For any of these data structures, we calculated that if there are 100,000 valid words and the average word length is 5 characters, we would need at least 500k bytes to store all the words. That's a lot of bytes - and we can do better using an n-ary tree.

We could store a dictionary as an n-ary tree with the root being the beginning of the word and each level of the tree being an additional character in the word. In this example, we store "ant", "cat", and "try".

                            root
                            ---
                           |   |
                            ---
                             |
            ---------------------------------------------------------------
           |             |        | | | | |              |         | | | | |
          ---           ---          ...                ---           ...
         | a |         | c |                           | t |
          ---           ---                             ---
           |             |                               |
     ------------      ----------                    ---------------------
    | |   |  | | |    |    | | | |                  | | | |     |   | | | |
    ...  ---  ...    ---     ...                      ...      ---    ...
        | n |       | a |                                     | r |
         ---         ---                                       ---
          |           |                                         |
     -------------   ---------------------      -----------------------------
    | | |   |   | | | | | | | |   |   | | |    | | | | | | | | | | | | | |   |
     ...   ---  ...    ...       ---   ...                 ...              ---
          | t |                 | t |                                      | y |
           ---                   ---                                        ---

We call this type of data structure a "trie" or a "prefix tree", because each path from the root down to some node in the tree represents a "prefix" or start of a word. It is a 26-ary tree, because there are potentially 26 characters that can follow at each position within a word.

One note: what is the actual data stored in each node of the trie? We'll need to store whether the word that ends in that node is a word or not, because words can be prefixes of each other! For instance "an" is a word, but "ant" is also a word. Therefore the "n" should store a boolean (an int in C) that represents whether or not the word "an" is a valid word.

Tries have many uses:

autocomplete (eg what Google does)
spell checking
data compression
searching for strings

Introducing HW5

In HW5, you will implement a different type of trie: a T9 trie.

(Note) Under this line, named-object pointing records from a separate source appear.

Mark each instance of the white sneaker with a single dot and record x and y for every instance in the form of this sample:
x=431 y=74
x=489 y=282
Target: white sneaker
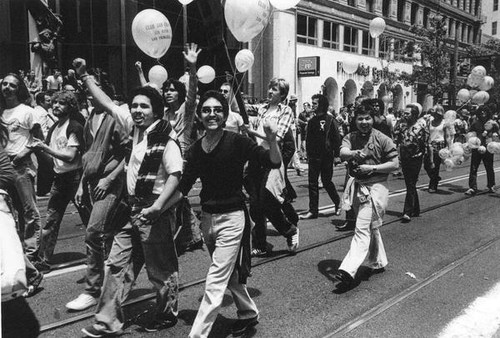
x=82 y=302
x=293 y=242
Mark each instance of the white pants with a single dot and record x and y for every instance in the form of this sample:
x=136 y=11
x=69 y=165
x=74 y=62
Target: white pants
x=367 y=241
x=222 y=234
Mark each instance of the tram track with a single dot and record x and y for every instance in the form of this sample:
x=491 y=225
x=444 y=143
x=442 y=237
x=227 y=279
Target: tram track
x=359 y=320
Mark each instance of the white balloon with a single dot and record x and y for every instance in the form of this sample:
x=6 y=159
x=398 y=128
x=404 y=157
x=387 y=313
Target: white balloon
x=244 y=60
x=487 y=83
x=350 y=65
x=246 y=19
x=206 y=74
x=463 y=95
x=377 y=27
x=152 y=32
x=157 y=75
x=284 y=4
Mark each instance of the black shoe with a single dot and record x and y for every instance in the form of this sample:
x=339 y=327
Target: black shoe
x=161 y=323
x=308 y=215
x=343 y=281
x=242 y=325
x=346 y=226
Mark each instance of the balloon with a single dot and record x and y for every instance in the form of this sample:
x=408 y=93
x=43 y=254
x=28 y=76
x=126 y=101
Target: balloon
x=350 y=65
x=474 y=142
x=244 y=60
x=284 y=4
x=206 y=74
x=444 y=153
x=480 y=97
x=456 y=149
x=152 y=32
x=449 y=164
x=246 y=19
x=157 y=75
x=377 y=27
x=487 y=83
x=463 y=95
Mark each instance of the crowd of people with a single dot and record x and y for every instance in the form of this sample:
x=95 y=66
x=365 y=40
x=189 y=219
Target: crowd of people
x=129 y=166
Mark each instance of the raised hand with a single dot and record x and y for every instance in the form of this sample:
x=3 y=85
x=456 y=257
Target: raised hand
x=191 y=52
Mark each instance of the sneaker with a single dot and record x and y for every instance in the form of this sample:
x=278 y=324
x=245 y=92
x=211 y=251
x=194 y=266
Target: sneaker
x=161 y=323
x=242 y=325
x=293 y=242
x=34 y=287
x=98 y=330
x=470 y=192
x=82 y=302
x=256 y=252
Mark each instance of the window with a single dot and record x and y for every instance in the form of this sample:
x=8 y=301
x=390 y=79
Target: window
x=350 y=39
x=331 y=35
x=368 y=44
x=306 y=30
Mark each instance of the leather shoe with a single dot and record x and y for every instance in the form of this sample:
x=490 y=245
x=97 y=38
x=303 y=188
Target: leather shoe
x=309 y=215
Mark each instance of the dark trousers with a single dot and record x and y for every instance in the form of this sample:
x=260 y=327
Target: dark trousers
x=264 y=205
x=475 y=160
x=324 y=167
x=411 y=168
x=433 y=173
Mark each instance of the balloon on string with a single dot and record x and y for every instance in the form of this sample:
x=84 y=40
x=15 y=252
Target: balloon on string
x=463 y=95
x=444 y=153
x=244 y=60
x=481 y=97
x=487 y=83
x=157 y=75
x=152 y=32
x=377 y=27
x=350 y=65
x=284 y=4
x=246 y=19
x=206 y=74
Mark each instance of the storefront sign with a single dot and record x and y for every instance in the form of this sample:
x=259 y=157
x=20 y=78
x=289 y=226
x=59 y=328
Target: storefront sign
x=308 y=66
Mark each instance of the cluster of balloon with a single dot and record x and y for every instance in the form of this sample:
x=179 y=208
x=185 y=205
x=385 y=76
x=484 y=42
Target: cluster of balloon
x=480 y=83
x=377 y=27
x=246 y=19
x=152 y=32
x=157 y=75
x=244 y=60
x=206 y=74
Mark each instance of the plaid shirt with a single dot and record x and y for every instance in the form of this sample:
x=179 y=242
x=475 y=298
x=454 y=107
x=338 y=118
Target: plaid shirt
x=283 y=116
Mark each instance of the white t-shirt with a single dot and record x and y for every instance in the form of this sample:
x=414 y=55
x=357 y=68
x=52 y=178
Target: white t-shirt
x=59 y=141
x=234 y=122
x=172 y=161
x=20 y=120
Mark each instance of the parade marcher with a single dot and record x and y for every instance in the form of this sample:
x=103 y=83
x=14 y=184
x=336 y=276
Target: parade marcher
x=102 y=186
x=267 y=185
x=323 y=145
x=65 y=146
x=412 y=136
x=483 y=114
x=437 y=140
x=218 y=160
x=21 y=121
x=371 y=156
x=153 y=172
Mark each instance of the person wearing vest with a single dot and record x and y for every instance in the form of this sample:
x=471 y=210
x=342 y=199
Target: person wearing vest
x=322 y=145
x=153 y=171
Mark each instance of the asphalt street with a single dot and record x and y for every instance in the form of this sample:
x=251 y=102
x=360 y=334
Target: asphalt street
x=439 y=264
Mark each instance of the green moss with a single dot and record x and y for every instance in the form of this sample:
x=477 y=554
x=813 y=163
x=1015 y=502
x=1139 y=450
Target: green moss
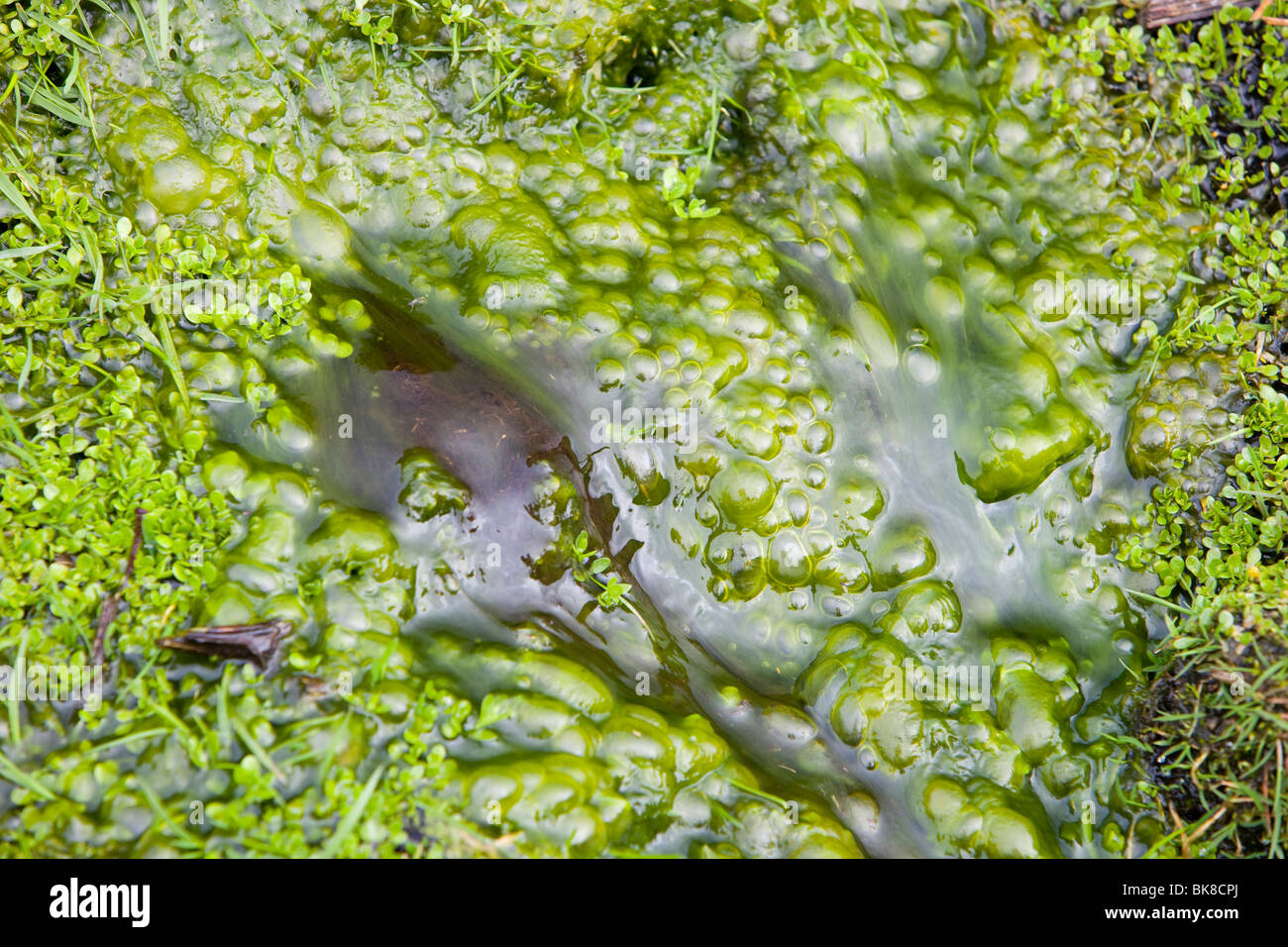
x=449 y=240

T9 is that old way of converting a telephone keypad into numbers:

     --------------------
    |  1   |  2   |  3   |
    |      | ABC  | DEF  |
    |--------------------|
    |  4   |  5   |  6   |
    | GHI  | JKL  | MNO  |
    |--------------------|
    |  7   |  8   |  9   |
    | PQRS | TUV  | WXYZ |
    |--------------------|
    |  *   |  0   |  #   |
    |      |      |      |
     --------------------

The word "exam" would be represented as "3926".

The same number sequence can represent multiple words. "227" can represent "bar", "car", and "cap".

In HW5, you will represent words in T9 as a trie. This will be similar to the dictionary trie we discussed above, except instead of letters, the nodes will be numbers! Take a look at the HW5 spec for a more detailed diagram.

I also gave a demo of the T9 program that you will be building.